Okay, that’s not really plausible, but it is an interesting discovery made by researchers at Weizmann Institute of Science in Rehovot, Israel. “White nose” is similar in concept to white noise and white light: When many different frequencies or wavelengths are produced at the same time, they begin to blend and create a neutral product.
When we detect a certain smell, that’s olfactory receptor cells in our noses reacting to the chemicals in the odor. That tells our brain what we’re smelling, whether it’s banana bread or low tide.
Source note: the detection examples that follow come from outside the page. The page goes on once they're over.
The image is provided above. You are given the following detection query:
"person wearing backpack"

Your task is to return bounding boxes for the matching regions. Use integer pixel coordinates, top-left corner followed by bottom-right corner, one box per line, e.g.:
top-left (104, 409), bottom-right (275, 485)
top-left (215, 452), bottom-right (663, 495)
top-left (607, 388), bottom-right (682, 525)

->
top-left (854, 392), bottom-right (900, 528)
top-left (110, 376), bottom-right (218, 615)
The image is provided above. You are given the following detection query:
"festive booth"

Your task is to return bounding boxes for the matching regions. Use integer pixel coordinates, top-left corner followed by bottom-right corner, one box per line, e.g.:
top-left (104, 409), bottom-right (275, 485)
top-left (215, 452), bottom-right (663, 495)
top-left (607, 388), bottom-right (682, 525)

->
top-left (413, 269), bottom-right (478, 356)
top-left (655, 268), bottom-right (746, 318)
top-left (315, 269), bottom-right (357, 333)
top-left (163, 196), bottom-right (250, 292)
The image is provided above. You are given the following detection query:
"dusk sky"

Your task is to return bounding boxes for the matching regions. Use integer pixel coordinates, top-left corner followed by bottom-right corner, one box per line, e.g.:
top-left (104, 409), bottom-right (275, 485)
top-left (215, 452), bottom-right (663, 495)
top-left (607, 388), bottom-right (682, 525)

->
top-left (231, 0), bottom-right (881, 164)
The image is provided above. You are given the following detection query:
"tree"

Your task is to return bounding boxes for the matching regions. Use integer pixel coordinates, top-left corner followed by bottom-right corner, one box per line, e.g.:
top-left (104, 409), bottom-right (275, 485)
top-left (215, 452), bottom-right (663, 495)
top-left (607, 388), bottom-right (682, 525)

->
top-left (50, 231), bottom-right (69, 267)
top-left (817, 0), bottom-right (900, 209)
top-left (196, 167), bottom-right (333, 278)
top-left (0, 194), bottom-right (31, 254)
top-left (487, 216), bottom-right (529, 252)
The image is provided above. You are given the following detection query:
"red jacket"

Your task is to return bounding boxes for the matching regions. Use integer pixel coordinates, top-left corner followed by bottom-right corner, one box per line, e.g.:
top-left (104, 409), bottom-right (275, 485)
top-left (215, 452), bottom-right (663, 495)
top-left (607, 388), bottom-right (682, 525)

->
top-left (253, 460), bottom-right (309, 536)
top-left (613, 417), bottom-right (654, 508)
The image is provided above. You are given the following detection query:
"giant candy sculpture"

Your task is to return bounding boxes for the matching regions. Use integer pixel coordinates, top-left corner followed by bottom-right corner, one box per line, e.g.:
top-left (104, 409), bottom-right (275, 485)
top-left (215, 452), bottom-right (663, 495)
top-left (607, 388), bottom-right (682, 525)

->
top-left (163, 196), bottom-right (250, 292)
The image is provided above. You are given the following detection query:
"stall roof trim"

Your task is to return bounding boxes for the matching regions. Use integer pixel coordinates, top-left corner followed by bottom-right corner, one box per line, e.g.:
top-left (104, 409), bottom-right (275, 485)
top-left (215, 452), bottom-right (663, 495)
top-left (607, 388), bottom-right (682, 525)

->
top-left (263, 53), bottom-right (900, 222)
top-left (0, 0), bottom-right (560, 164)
But what happens when our olfactory receptors pick up on many different things at once?
Researchers used 86 different odorants, some pleasant and some unpleasant, and diluted them until they were all of equal strength. Then the dropped a few of the odorants onto an absorptive pad in a jar so they could be smelled, but wouldn’t mix with other chemical odorants on the pad. Volunteers were asked to sniff the jars and report what they smelled. Early on, when each pad had only a few different odorants, people were able to distinguish what the smell was like and how each jar was different from the other.
Then, researchers began adding more odorants to each pad. As the pads became more full of the chemicals, the volunteers reported that the jars became indistinguishable, until it seemed that each jar smelled the same, though there were completely different collections of odorants in each.
This result is exactly what researchers expected. When many different olfactory receptors are stimulated the same way, the brain can’t tell the messages apart, creating an “olfactory white.”
While it’s very unlikely you’ll find an “olfactory white” in nature, it can still be useful for further studies. When exploring the human sense of hearing, researchers have found that white noise creates certain auditory responses, and white nose could do the same for exploring our sense of smell.